Automated Detection and Modeling of Binary Microlensing Events in OGLE-IV data. I. Events with Well-Separated Bumps

Gravitational microlensing depends primarily on the lens mass and presents a larger occurrence rate in crowded regions, which makes it the best tool to uncover the initial mass function (IMF) of low-mass stars in the Galactic bulge. The bulge IMF can be obtained from the luminosity function measured with the Hubble Space Telescope if one knows the statistics of binary stellar systems in the bulge. We aim to analyze a statistically significant number of binary-lens/single-source and singlelens/binary-source events, in order to explore the lower-mass end of the bulge IMF even in unresolved binary systems. This paper deals with events with clearly separated bumps and no caustic crossing or approach, whereas other types will be analyzed in following works. A fully-automated approach in the search and modeling of binary events was implemented. Event detection was carried out with a modified version of the algorithm used in previous studies. Model fitting was carried out with Markov chain Monte Carlo and nested sampling methods, in order to find the most probable solution among binary lens or binary source models.
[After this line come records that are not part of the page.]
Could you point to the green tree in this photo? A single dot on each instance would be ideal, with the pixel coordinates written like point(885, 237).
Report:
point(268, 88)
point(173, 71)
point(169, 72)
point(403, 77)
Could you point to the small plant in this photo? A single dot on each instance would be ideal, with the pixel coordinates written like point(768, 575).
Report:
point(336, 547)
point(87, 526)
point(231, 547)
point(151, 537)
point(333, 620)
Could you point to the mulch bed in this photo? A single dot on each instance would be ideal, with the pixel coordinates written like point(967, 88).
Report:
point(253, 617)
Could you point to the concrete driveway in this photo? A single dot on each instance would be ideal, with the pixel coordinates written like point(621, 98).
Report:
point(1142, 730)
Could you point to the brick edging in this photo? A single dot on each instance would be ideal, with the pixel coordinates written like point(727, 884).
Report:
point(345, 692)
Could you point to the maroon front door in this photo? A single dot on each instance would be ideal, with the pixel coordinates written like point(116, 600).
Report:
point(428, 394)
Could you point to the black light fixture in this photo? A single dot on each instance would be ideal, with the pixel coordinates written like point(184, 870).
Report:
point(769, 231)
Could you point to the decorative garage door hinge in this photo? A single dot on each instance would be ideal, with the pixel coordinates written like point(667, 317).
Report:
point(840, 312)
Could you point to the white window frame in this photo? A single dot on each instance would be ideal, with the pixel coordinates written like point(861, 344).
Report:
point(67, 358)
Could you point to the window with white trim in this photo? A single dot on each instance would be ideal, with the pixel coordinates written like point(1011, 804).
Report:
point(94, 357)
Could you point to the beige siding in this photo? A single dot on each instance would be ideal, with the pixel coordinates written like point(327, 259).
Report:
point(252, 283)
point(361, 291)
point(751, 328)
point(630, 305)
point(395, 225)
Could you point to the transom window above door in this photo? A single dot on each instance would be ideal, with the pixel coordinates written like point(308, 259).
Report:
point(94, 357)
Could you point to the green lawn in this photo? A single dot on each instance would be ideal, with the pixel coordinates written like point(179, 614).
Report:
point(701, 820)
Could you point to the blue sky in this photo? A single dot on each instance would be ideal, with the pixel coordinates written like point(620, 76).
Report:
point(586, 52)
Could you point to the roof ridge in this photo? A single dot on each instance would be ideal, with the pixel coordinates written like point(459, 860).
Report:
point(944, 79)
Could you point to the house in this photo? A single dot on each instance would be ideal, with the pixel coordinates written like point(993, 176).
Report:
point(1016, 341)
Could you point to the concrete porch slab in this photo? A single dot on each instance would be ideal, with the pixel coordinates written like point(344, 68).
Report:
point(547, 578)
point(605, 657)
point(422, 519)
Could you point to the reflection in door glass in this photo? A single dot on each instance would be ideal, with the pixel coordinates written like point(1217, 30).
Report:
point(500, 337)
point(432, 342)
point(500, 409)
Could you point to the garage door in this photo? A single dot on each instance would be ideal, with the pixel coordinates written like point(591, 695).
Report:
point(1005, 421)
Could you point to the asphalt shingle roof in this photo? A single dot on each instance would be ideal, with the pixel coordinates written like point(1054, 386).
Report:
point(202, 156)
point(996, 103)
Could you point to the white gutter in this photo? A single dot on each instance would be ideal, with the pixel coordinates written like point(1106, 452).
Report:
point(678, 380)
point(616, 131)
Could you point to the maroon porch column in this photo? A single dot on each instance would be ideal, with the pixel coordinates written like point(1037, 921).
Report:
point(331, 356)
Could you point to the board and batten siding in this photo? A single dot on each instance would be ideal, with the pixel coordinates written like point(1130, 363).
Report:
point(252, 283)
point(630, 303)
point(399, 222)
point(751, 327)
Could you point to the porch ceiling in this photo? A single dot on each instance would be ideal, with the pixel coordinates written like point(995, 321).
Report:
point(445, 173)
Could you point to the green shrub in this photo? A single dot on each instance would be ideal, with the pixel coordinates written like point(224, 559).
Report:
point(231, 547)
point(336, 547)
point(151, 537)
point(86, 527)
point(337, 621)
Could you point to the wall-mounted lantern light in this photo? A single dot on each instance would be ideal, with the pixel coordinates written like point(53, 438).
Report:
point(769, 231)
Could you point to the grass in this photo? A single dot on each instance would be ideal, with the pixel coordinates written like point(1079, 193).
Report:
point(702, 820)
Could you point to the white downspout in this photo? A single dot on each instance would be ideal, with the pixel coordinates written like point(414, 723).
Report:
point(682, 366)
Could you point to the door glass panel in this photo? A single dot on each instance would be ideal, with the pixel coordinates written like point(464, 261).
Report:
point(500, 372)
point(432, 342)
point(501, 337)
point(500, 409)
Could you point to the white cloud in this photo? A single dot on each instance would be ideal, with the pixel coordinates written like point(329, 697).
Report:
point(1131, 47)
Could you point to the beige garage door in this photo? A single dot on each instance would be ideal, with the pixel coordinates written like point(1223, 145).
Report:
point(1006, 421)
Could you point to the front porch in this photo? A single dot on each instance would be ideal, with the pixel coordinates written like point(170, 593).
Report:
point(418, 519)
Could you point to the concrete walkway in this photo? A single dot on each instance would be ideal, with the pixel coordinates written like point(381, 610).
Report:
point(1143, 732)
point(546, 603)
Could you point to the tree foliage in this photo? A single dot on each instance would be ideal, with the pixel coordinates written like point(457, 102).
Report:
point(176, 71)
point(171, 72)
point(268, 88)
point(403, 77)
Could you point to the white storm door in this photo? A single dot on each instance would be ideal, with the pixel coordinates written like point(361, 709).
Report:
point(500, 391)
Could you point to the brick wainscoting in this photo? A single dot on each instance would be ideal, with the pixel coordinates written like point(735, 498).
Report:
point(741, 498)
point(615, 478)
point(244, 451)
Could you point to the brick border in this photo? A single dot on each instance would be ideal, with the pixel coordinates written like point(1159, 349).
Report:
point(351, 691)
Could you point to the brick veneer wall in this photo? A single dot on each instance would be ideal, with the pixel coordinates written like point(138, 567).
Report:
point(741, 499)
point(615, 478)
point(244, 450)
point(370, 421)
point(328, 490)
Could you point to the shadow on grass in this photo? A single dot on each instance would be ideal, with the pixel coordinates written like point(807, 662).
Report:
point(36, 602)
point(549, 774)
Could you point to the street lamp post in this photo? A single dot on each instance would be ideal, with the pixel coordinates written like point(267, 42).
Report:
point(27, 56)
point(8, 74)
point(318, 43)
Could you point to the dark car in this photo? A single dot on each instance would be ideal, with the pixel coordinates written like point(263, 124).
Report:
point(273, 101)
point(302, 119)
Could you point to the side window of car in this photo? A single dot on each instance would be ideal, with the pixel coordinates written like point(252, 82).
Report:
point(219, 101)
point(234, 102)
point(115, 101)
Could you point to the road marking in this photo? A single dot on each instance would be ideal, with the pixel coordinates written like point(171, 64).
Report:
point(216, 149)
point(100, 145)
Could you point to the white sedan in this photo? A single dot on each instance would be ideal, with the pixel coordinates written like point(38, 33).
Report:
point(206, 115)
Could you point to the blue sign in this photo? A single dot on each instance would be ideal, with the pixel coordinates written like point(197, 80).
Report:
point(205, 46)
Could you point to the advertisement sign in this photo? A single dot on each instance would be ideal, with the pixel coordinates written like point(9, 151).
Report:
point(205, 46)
We retrieved 107 binary events in the Optical Gravitational Lensing Experiment (OGLE) light curves spanning ten years in 9 high-cadence and 112 low-cadence fields toward the bulge. Several criteria were applied to reduce false positives, resulting in 59 most likely binary lenses and 48 binary sources. The tools were effective in detecting a bona-fide sample of binary events, with a distribution of Einstein timescales around 35-40 d and flat distributions for mass ratio and source flux ratio. After proper consideration of detection efficiency, the statistics for binary fraction and mass ratio will provide valuable constraints for the bulge IMF.